With Christmas season upon us, I was curious to see how those of you with free range bunnies handle the Christmas tree.

We have had ours blocked off with barricades or raised off the floor in the past. The trick is keeping those cords out of reach and the branches off limits. Some of our solutions haven't been too aesthetic!:sigh:

We're in a new place this year, so we are still figuring things out. 

*So let's see some photos of how you bunny-proof your Christmas trees.*inkbouce:


----------



## Blue eyes (Nov 30, 2014)

This is what we tried a few years back....
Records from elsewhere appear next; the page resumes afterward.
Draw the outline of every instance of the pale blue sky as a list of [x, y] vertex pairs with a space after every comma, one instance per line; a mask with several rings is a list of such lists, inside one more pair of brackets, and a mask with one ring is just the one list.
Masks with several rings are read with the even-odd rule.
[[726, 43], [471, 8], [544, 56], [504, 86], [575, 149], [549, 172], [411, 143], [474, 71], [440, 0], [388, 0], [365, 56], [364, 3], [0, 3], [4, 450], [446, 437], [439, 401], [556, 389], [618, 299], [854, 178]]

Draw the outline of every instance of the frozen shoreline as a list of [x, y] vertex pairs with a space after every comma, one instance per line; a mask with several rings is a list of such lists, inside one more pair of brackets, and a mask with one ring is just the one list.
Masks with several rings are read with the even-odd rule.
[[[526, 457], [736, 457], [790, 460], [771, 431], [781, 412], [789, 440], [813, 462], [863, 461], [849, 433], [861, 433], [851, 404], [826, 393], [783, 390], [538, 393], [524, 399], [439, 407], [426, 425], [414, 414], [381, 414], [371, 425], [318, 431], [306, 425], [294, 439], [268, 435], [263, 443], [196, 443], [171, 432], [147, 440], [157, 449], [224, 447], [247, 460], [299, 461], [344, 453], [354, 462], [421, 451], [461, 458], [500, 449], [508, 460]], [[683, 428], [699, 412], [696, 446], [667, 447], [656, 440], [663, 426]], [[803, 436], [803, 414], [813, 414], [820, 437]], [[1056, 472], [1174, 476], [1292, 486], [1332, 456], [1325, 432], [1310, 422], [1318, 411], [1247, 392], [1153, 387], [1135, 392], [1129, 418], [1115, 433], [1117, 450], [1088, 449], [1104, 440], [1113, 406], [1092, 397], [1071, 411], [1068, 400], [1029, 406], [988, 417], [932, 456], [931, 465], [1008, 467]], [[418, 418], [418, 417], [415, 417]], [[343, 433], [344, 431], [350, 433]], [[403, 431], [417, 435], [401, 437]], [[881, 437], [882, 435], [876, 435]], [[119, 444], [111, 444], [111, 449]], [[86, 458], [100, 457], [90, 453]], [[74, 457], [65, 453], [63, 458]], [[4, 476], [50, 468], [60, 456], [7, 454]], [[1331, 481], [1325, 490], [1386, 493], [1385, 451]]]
but as you can see in 2nd photo, it didn't work out as expected!


----------



## Channahs (Dec 2, 2014)

Hahaha!!! So funny! This will be our first Christmas with a free range bunny. It should be interesting. Probably we'll have to put the presents up high.


----------



## SimplyBritt (Dec 12, 2014)

This is how I "rabbit proofed" my Christmas tree. I already live in a tiny apartment with my boyfriend, my daughter plus our two buns. We wasn't going to get a tree because we didn't think we had the room or that we could keep our rabbits safe from the tree. It's on top on our side table for two reasons. First it's a live tree. Any needles that do happen to fall go onto the table. I'm deathly afraid of anything that could potentially upset their stomachs since my horrible experience with my little Belle getting into some spilled coconut oil. I thought she was going to die it was so bad. And two so they don't destroy it. Normally that's the one table they are allowed to get onto (because keeping them off is IMPOSSIBLE!) but I've gotten lucky and they haven't paid any attention to it. Minus they lights. They stare at them sometimes when the lights are on.


----------



## Nancy McClelland (Dec 12, 2014)

we used a playpen to fence it off in the past. Now we have it on a table to protect my train set.


----------



## Apebull (Dec 12, 2014)

Here's our tree. As you can see we put up a little fence around it. Twigs is wonderful because he will not hop over this fence which he could since it's only like a foot tall lol. Sorry its sideways


----------



## Blue eyes (Dec 12, 2014)

^^ how fortunate that Twigs does not hop over such a low fence. That looks nice!


----------



## Blue eyes (Dec 12, 2014)

Here's what we ended up doing this year...

It actually plugs in on top of the shelf unit behind the tree. The lower part of the tree is just high enough to be too much of a reach to do any cord chewing. (Though the lower ornaments get nose-bumped.


----------